Up from Down Under is an album by Australian guitarist Tommy Emmanuel. The album was released in 1987 and peaked at number 48 on the ARIA Charts, becoming his first charting album. The album was certified platinum in Australia in 1992.

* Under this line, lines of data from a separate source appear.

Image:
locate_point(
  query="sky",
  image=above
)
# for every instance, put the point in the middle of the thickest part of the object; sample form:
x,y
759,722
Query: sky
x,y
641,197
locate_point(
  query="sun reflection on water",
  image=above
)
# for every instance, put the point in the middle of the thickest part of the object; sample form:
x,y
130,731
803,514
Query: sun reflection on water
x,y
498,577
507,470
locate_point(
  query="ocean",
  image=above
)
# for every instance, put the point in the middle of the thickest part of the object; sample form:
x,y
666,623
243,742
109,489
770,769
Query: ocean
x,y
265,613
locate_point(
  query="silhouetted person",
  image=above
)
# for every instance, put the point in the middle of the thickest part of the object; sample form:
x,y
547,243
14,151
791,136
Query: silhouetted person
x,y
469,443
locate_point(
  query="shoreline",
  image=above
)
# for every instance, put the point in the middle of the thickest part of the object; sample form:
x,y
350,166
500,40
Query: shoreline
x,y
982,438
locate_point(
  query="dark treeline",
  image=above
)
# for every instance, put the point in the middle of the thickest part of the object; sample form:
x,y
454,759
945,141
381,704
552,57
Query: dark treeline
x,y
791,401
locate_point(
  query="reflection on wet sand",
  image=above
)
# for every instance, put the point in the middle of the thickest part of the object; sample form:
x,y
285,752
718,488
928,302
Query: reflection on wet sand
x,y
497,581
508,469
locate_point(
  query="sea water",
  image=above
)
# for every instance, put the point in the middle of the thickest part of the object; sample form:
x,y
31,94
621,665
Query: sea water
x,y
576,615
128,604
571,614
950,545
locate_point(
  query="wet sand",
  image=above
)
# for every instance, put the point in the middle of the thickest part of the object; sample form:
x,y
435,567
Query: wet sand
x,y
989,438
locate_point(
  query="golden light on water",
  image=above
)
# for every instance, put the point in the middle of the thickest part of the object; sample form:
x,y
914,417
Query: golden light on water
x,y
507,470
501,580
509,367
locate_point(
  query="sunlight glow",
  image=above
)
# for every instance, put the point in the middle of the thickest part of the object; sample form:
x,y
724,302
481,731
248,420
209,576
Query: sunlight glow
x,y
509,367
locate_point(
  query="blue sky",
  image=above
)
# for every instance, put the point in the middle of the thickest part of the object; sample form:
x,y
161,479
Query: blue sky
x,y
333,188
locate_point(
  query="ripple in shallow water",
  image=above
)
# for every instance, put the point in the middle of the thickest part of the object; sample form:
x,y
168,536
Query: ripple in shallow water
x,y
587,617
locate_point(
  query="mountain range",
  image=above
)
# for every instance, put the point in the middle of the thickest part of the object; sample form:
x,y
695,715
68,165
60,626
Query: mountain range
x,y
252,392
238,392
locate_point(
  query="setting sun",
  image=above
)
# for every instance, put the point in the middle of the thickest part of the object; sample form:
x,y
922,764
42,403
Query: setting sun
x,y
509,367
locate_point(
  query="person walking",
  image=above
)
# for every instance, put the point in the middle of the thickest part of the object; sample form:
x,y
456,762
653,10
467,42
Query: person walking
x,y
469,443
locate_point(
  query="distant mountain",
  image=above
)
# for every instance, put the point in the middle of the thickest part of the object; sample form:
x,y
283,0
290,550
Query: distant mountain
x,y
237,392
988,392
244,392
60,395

At the ARIA Music Awards of 1989, the album was nominated for Best Cover Art but lost to Temple of Low Men by Crowded House.

==Track listing==

Side A
| No. | Title | Length |
|---|---|---|
| 1. | "Up from Down Under" (Tommy Emmanuel, Alan Mansfield) | 5:26 |
| 2. | "Raindance" | 4:30 |
| 3. | "Daybreak" | 3:07 |
| 4. | "Lady Madonna" (Lennon–McCartney) | 3:02 |
| 5. | "Soul Search" | 2:19 |

Side B
| No. | Title | Length |
|---|---|---|
| 1. | "Michelle" (Lennon-McCartney) | 3:11 |
| 2. | "Initiation" | 4:30 |
| 3. | "Turning Point" | 2:43 |
| 4. | "Times Change" | 3:24 |
| 5. | "Night Sky" | 5:13 |

==Personnel==
- Tommy Emmanuel – acoustic guitar and percussions
- Graham Jessey – soprano saxophone
- Sam McNally – piano and organ

==Charts==

| Chart (1988) | Peak position |
|---|---|
| Australian Albums (ARIA) | 48 |

==Certifications==

| Region | Certification | Certified units/sales |
| Australia (ARIA) | Platinum | 70,000^{^} |
^{^} Shipments figures based on certification alone.